China Stock Market Crash: Half of Companies Halt Trading

More than half of all publicly listed companies in China have filed for trading suspension in order to save themselves from the stock market crash.

On Wednesday July 8th, the Shanghai Composite Index plunged 5.9%, while the Shenzhen Composite dropped 2.9%. Close to 1,000 stocks fell by the 10% daily limit posed by regulators. Since June 12th, the Shanghai Composite has fallen a staggering 32%.

More and more companies are joining the trading halt club. By July 8th, more than 1,400 companies have filed for trading suspension, representing more than 50% of all public listed companies.

Some retail investors said that they would prefer the companies to stop trading, because it could prevent their stock prices from any further drops. However, with half of the stock market in suspension, the other half has to bear all the risk.


The problem is that a lot of investors in Chinese securities investment funds want to redeem their investments. In order to meet the obligation, the funds need cash. This time around, cash on hand is not likely to be enough so the funds have to sell some of their holdings. With more than half of the public listed companies in trading suspension, funds could only reduce their holdings of companies that are still trading. This elevates the downward pressure on companies that remain actively traded.

The nation’s banks are another problem. Some companies have pledged their shares as collateral to obtain bank loans. As the stock market crashed, the value of these collaterals deteriorated dramatically. Some banks have required these shares to be liquidated, further increasing selloff risks.

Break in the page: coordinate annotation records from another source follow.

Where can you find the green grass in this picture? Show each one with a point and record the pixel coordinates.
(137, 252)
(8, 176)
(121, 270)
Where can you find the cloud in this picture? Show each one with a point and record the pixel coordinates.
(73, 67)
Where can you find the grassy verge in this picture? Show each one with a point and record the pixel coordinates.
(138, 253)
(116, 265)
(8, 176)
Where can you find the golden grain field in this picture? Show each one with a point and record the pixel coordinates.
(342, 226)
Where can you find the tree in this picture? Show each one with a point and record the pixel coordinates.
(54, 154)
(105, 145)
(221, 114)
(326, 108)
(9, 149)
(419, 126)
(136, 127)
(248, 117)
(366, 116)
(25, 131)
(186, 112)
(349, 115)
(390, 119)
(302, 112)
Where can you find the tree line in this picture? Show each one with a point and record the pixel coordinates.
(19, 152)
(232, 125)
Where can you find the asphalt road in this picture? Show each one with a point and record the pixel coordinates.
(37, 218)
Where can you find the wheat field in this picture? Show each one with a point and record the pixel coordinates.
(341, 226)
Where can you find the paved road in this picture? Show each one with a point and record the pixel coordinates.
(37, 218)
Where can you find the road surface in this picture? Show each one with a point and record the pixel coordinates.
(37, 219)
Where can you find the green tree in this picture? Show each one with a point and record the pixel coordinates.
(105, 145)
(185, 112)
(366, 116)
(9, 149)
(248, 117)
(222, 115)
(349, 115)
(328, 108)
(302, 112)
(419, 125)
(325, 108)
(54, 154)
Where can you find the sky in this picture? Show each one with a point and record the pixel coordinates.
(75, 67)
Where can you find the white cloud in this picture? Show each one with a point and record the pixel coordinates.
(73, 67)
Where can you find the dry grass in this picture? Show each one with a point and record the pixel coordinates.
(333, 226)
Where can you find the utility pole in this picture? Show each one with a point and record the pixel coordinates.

The length and steepness of the stock market tumble has brought all kinds of measures from the regulators. On July 8th, China Securities Regulatory Commission (CSRC) banned major shareholders, directors, and corporate executives from selling shares of their public listed companies for six months. Investors with more than five percent of any company cannot reduce their stakes in the secondary market. According to the announcement, the ban comes from the recent “irrational declines” of the stock market, and is for the purpose of maintaining capital market stability. (Source: China Securities Regulatory Commission, July 8, 2015.)